Suspected shoplifter in Spokane detained at gunpoint by citizens

SPOKANE — Two people who pointed handguns at a suspected shoplifter in Washington and threatened to shoot her have received some cautionary advice from police: Be reasonable.

A video posted on Facebook shows a woman being held at gunpoint in her car in Spokane by people who believed she stole from a store Friday.

The Spokesman-Review reported that 36-year-old Annamarie L. Kirkpatrick was cited for shoplifting, a gross misdemeanor.

Video taken by bystanders shows a man and a woman drew their handguns and pointed them at the woman as she sat in her car.

Neither the man nor the woman with a gun have been charged with a crime, according to police.

Under Washington law, any person who aims a firearm at a person, whether loaded or not, is guilty of a gross misdemeanor.

Police spokesman Terry Preuninger said citizens are accountable for the level of force they use.

When police officers use force, it is related to the severity of the incident, Preuninger said.

“We just want to remind people you’ve got to be reasonable and prudent,” Preuninger said. “You have to make sure that the use of force that you’re prepared to use is reasonable in the context of the situation you’re in.”

Searchers find body of skier missing on Mount Rainier

ASHFORD, Wash. — A Seattle man reported missing last week during a skiing trip in Mount Rainier National Park was found Monday along the base of Liberty Ridge.

Local news media reported Matthew Bunker, 28, went missing Friday. The 28-year-old was skiing behind his partner at about 10,400 feet in elevation near Thumb Rock.

Bunker fell in steep terrain and wasn’t found until days later.

The National Park Service’s A-Star B3 helicopter and Mount Rainier National Park climbing rangers made several aerial reconnaissance missions during the search to find Bunker.

Authorities found him at the base of a cliff that is inaccessible by ground or aviation teams. The area’s frequent rock and ice fall poses too high of a risk for rescue personnel to access the location, authorities said.

His parents, Carolyn and Joe Bunker, live in Delavan, Wis., his hometown. Bunker graduated from West Point in 2013 and spent five years in the military.

Authorities are continuing two unrelated searches for Vincent Djie from the Longmire/Van Trump area and Talal Sabbagh in the Paradise area.

Sheriff: Deputy shot suspect who hit him with stolen vehicle

BILLINGS, Mont. — A Montana sheriff’s deputy shot a suspect who authorities say rammed a police car with a stolen vehicle and then drove toward and hit the deputy, authorities said Tuesday.

The unidentified suspect was taken to a hospital with unknown injuries.

Deputy Brandon Smart did not suffer any apparent injuries in the Monday afternoon altercation, Yellowstone County Sheriff Mike Linder said.

Smart and other officers were attempting to recover a stolen vehicle from a parking lot at a gas station outside Billings when the suspect rammed the police car and then made contact with Smart, Linder said.

Witnesses said the suspect appeared to be trying to run Smart over when the deputy fired his gun, hitting the suspect once, Linder said.

The stolen vehicle then continued out of the parking lot and eventually crashed into a ditch.
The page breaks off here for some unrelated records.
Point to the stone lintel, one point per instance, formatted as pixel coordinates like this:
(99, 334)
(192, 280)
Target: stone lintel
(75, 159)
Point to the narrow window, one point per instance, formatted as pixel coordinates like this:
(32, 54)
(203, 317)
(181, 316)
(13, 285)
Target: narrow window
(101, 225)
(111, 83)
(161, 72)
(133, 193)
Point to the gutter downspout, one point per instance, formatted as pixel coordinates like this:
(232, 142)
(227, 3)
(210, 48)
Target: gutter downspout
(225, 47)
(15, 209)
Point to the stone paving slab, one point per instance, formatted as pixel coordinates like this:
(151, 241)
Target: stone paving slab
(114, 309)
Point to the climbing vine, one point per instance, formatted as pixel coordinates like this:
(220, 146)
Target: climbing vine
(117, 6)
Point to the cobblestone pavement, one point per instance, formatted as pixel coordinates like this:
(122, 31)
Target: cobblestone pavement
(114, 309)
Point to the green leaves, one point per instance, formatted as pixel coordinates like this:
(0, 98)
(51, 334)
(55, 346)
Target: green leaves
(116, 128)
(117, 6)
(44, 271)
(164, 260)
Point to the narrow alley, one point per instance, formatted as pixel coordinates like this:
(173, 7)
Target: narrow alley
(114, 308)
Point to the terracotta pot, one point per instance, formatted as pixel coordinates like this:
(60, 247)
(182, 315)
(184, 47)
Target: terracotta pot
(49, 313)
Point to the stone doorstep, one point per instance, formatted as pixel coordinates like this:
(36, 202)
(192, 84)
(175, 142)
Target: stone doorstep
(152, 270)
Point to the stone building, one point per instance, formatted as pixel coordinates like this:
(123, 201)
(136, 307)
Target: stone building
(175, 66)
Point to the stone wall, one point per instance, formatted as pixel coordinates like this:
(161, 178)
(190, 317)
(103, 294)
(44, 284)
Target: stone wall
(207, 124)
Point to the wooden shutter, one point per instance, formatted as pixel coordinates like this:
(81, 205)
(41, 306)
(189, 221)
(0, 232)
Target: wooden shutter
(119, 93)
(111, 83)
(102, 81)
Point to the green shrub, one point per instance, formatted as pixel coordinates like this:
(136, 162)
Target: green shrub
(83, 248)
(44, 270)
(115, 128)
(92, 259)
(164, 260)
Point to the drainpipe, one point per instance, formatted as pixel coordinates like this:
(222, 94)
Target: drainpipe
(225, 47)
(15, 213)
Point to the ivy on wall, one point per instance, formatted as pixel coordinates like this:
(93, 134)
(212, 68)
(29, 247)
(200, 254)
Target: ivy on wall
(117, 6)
A passenger in the vehicle was taken to a hospital with unknown injuries.

Levy failures force fire districts to make cuts

SALEM, Ore. — Fire districts and cities in the Willamette Valley are making budget cuts following voters’ rejection of operating levy increases in the May election.

The Statesman Journal reported the levy failure for Marion County Fire District 1 means a $2.4 million reduction in the department’s operating budget, including $1 million in budget cuts for the upcoming fiscal year that will take the form of laying off three people and other cuts in service.

The Stayton Rural Fire District won’t have to make cuts, but it will have to continue to rely on a dwindling pool of 50 volunteers, down from 60 a decade ago.

The measures looked like sure things when they were filed, but when the pandemic hit, it was too late to pull them from the ballot or modify them. And the consensus is that taxpayers unsure of the future because of economic uncertainty decided against the increases.

“It”s just bad timing,” Stayton Rural Fire District Chief Jack Carriger said.

Stayton City Manager Keith Campbell agreed the timing was bad.

“I think we had internal discussions with the COVID issue and the uncertainty people had and people losing their jobs, it’s a challenging time to go out and say hey, we need support on resources,” Campbell said.

Marion County Fire District 1, which serves 55,000 people over 80 square miles, faces steep cuts after its 99 cent per $1,000 of assessed value levy failed.